Results: After data standardization, the data quality was excellent and it can ensure reliable results. Myocardial cell infection with SARS-CoV-2 and gene expression spectrum were changed significantly, including a total of 484 DEGs in adult cardiomyoblasts, a total of 667 DEGs in macrophages, and a total of 1 483 DEGs in human embryo source of cardiomyopathy. The Stum, mechanosensory transduction mediator homolog (STUM), dehydrogenase/reductase 9 (DHRS9), calcium/calmodulin dependent protein kinase II beta (CAMK2B), claudin 1(CLDN1), C-C motif chemokine ligand 2 (CCL2), TNFAIP3 interacting protein 3 (TNIP3), G protein-coupled receptor 84 (GPR84), and C-X-C motif chemokine ligand 1 (CXCL1) were identical in expression patterns in 3 types of cells. The protein-protein interaction suggested that CAMK2B proteins may play a key role in the antiviral process in 3 types of cells; and silicon dioxide (SiO2), benzodiazepine (BaP), nickel (Ni), and estradiol (E2) affect anti-SARS-CoV-2 processes of the 3 types of cells.
Conclusions: CAMK2B, CLDN1, CCL2, and DHRS9 genes play important roles in the immune response of cardiomyocytes against SARS-CoV-2. SiO2, BaP, Ni, E2 may affect the cell's antiviral process by increasing the toxicity of cardiomyocytes, thereby aggravating SARS-CoV-2 harm to the heart.
目的: 2019冠状病毒病(coronavirus disease 2019,COVID-19)是一种由严重急性呼吸综合征冠状病毒2(severe acute respiratory syndrome coronavirus 2,SARS-CoV-2)引起的急性呼吸道传染病。
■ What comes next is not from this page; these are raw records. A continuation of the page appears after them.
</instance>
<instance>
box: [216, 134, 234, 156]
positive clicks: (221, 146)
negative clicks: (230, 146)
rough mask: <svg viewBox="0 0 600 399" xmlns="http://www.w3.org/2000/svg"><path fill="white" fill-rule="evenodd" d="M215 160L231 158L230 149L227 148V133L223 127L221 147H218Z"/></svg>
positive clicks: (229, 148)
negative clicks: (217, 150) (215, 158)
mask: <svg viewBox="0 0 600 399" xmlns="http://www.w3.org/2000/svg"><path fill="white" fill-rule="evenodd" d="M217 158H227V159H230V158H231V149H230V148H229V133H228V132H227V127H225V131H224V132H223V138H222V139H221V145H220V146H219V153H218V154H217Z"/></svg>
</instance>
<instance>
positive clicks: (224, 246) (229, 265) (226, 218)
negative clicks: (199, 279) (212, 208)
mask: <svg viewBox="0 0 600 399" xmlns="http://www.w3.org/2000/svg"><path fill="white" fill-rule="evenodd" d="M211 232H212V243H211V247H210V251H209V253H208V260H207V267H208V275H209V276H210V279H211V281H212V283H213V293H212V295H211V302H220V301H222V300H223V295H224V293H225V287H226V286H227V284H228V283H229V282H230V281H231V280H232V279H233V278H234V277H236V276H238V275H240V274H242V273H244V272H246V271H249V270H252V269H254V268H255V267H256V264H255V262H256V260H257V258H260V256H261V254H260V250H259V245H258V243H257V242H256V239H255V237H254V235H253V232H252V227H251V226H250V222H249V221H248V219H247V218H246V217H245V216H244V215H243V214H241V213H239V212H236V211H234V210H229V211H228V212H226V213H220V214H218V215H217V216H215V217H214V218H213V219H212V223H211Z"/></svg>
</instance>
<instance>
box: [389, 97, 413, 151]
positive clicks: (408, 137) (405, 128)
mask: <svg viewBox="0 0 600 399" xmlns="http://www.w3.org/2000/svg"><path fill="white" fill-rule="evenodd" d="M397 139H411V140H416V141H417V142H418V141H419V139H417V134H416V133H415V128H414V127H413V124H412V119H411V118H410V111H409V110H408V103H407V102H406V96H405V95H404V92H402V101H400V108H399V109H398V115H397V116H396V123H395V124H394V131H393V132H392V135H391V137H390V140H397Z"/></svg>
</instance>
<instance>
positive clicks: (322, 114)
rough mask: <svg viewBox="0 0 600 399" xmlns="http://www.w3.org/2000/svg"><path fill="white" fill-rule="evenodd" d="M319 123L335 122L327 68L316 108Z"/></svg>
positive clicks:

SARS-CoV-2既可直接损伤心肌,也可通过激活免疫系统,引发细胞因子风暴,导致炎症细胞在心肌组织的浸润而损伤心肌。本研究基于测序数据分析SARS-CoV-2感染后人心肌细胞和巨噬细胞基因表达的变化,探讨SARS-CoV-2对心脏和免疫系统的潜在影响。方法: 检索公共数据集GSE151879,采用在线软件Network Analyst对数据进行预处理,并进行感染组和对照组心肌细胞、人胚胎干细胞来源的心肌细胞及巨噬细胞差异表达基因(differentially expressed genes,DEGs)[log2(fold change)>2,调整后P<0.05]的筛选。获取心肌细胞和巨噬细胞中表达模式一致的共同差异表达基因(consistent common differentially expressed genes,CCDEGs),利用在线分析软件String对其进行生物学功能和信号通路的富集分析。建立蛋白质交互作用网络、转录因子-基因交互网络、miRNA-基因交互网络和环境化学物-基因交互网络,并利用Cytoscape3.72进行可视化。结果: 经标准化后的数据质量优秀,可确保分析结果可靠;心肌细胞感染SARS-CoV-2后,基因表达谱发生明显改变;成人心肌细胞中共484个DEGs,巨噬细胞中共667个DEGs,人胚胎干细胞来源的心肌细胞中共1 483个DEGs。机械传感介体同系物(STUM)、脱氢酶/还原酶9(DHRS9)、钙/钙调蛋白依赖性蛋白激酶IIβ(CAMK2B)、紧密连接蛋白1(CLDN1)、C-C基序趋化因子配体2(CCL2)、肿瘤坏死因子α诱导蛋白3相互作用蛋白3(TNIP3)、G蛋白偶联受体84(GPR84)、C-X-C基序趋化因子配体1(CXCL1)在3类细胞中表达模式完全一致。蛋白质交互作用网络提示CAMK2B蛋白在3类细胞抗病毒过程中可能发挥着关键性作用。环境化学物二氧化硅、苯并芘、镍和雌二醇影响3类细胞的抗病毒过程。结论: CAMK2B、CLDN1、CCL2和DHRS9基因在心肌细胞抗SARS-CoV-2免疫反应中发挥重要作用;二氧化硅、苯并芘、镍和雌二醇可能通过增加心肌细胞毒性影响细胞的抗病毒过程,进而加重SARS-CoV-2对心脏的损害。.
Keywords: cardiomyocytes; coronavirus disease 2019; environmental chemicals; immune response; macrophages; severe acute respiratory syndrome coronavirus 2.